Let $x=a$, $y=a+u$, $z=a+v$ so $a>0$; $u,v \geq 0$
We need to prove: $$(x+y+z)^2 (\frac{1}{x}+\frac{1}{y}+\frac{1}{z})^2 - 81\frac{(x^2 +y^2 +z^2)}{xy+yz+zx} \geq 0$$
After reduction of many fractions to a common denominator, we need to prove:
$$27a^6(u^2 -uv+v^2)+18a^5 (u+v)^3 +3a^4 (u^4 +13u^3 v+78u^2 v^2+13uv^3 +v^4 )+2a^3(4u^5 -7u^4 v+94u^3 v^2 +94u^2 v^3 -7uv^4 +4v^5)+3a^2 uv(4u^4 +4u^3 v+57u^2 v^2 +4uv^3 +4v^4)+6au^2 v^2(u^3 +4uv(u+v)+v^3)+u^3 v^3 (u+v)^2 \geq 0$$
Because: $u^2 -uv+v^2 \geq 0$; $(u+v)^3 \geq 0$; $u^4 +13u^3 v+78u^2 v^2+13uv^3 +v^4 \geq 0$, $uv(4u^4 +4u^3 v+57u^2 v^2 +4uv^3 +4v^4)$;$(u^3 +4uv(u+v)+v^3)\geq 0$; $u^3 v^3 (u+v)^2 \geq 0$
So it suffices to prove: $4u^5 -7u^4 v+94u^3 v^2 +94u^2 v^3 -7uv^4 +4v^5 \geq 0$
But it's obvious true by AM-GM: $$4u^5+94u^3 v^2 -7u^4 v \geq 2\sqrt{(4u^5).(94u^3 v^2)} - 7u^4 v =(4\sqrt{94}-7)u^4 v >0$$ And $$4v^5 +94u^2 v^3 -7uv^4 \ge 2\sqrt{(4v^5).(94u^2 v^3)} -7uv^4 =(4\sqrt{94}-7)uv^4 >0$$
Let $x+y+z=3u$, $xy+xz+yz=3v^2$ and $xyz=w^3$.
Thus, we need to prove that $f(w^3)\geq0,$ where $$f(w^3)=\frac{uv^2}{w^3}-\sqrt{\frac{3u^2-2v^2}{v^2}}.$$ We see that $f$ decreases, which says that it's enough to prove our inequality for a maximal value of $w^3$, which by $uvw$ ( https://artofproblemsolving.com/community/c6h278791 )
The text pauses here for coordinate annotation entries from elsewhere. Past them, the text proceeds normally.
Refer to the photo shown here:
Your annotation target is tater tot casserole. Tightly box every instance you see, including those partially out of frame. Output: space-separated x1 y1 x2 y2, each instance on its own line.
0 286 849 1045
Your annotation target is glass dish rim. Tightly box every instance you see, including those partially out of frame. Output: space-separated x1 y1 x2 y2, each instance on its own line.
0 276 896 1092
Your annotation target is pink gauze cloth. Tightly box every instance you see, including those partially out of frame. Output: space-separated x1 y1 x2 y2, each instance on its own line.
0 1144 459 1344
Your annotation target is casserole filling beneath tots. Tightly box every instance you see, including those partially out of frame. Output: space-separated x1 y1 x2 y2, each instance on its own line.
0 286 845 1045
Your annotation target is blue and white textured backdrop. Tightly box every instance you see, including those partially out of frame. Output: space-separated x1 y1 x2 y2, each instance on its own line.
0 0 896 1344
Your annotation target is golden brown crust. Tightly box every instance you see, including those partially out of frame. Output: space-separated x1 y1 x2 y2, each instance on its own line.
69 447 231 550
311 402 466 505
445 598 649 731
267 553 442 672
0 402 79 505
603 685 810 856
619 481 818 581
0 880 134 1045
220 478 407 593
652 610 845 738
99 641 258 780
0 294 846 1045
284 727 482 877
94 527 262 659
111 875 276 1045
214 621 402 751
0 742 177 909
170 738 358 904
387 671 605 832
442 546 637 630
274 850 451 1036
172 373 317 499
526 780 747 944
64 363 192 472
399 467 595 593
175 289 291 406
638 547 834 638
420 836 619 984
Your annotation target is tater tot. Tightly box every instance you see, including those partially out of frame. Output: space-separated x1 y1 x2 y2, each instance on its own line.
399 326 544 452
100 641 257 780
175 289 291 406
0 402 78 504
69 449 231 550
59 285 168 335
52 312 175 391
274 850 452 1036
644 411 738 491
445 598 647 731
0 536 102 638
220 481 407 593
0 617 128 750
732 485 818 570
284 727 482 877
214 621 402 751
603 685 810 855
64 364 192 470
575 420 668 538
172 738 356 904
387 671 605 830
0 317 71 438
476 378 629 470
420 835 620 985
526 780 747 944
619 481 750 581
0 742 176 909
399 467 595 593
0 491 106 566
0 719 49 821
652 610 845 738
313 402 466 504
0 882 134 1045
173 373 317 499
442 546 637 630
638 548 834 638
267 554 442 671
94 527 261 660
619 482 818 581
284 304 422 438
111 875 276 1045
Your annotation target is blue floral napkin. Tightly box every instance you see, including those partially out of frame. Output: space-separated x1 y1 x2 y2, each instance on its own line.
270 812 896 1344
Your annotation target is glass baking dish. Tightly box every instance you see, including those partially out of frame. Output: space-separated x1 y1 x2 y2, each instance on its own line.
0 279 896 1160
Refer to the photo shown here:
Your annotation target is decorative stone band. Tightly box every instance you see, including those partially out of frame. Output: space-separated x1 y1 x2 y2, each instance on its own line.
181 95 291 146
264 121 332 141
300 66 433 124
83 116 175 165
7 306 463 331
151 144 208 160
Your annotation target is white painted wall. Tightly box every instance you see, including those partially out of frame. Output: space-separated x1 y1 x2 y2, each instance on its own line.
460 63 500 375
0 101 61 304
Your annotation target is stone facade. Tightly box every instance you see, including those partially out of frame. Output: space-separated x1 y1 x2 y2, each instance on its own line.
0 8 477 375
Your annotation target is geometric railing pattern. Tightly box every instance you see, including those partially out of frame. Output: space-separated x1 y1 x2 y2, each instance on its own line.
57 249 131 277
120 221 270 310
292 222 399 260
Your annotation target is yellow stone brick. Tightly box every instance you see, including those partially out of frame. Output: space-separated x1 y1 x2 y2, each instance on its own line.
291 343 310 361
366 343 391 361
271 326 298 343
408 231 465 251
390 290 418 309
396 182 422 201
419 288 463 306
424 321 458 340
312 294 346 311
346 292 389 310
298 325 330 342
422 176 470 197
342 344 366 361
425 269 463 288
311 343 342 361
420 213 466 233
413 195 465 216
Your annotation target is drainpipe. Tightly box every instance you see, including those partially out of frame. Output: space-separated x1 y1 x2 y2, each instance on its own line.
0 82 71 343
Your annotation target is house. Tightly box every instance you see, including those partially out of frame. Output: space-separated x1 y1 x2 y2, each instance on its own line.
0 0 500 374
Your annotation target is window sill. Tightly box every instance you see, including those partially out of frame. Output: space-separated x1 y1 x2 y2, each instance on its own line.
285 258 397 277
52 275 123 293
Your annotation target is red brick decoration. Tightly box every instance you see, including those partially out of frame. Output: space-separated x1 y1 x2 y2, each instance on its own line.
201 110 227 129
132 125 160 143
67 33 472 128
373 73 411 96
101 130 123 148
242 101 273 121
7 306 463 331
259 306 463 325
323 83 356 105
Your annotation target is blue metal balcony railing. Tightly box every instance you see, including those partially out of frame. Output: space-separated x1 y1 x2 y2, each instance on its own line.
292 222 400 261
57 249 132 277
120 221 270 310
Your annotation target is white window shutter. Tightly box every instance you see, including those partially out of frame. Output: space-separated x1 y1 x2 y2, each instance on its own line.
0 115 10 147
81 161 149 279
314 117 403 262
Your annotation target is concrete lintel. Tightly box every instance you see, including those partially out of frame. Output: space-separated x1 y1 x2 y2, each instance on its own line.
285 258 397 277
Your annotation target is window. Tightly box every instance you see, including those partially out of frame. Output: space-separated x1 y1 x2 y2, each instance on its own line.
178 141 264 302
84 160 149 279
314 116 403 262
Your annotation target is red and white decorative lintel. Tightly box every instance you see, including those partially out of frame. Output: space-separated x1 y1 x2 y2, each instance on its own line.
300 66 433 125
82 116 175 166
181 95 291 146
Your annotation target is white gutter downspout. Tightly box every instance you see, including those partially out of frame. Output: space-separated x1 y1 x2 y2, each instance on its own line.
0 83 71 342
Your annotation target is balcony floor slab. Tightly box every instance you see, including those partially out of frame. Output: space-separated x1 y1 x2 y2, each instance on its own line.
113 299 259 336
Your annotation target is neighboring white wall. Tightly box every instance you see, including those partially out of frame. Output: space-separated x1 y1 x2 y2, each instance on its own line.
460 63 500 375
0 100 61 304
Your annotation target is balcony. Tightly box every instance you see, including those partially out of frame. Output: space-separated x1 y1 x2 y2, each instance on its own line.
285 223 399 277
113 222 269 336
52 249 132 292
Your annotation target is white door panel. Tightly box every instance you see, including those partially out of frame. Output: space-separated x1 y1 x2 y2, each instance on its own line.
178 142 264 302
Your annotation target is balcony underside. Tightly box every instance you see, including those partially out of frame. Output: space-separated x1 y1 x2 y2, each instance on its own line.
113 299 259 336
happens for equality case of two variables.
Since our inequality is homogeneous, we can assume $y=z=1,$ which gives $$(x+2)^2(2x+1)^3\geq81x^2(x^2+2)$$ or $$(x-1)^2(8x^3-21x^2+36x+4)\geq0,$$ which is obvious.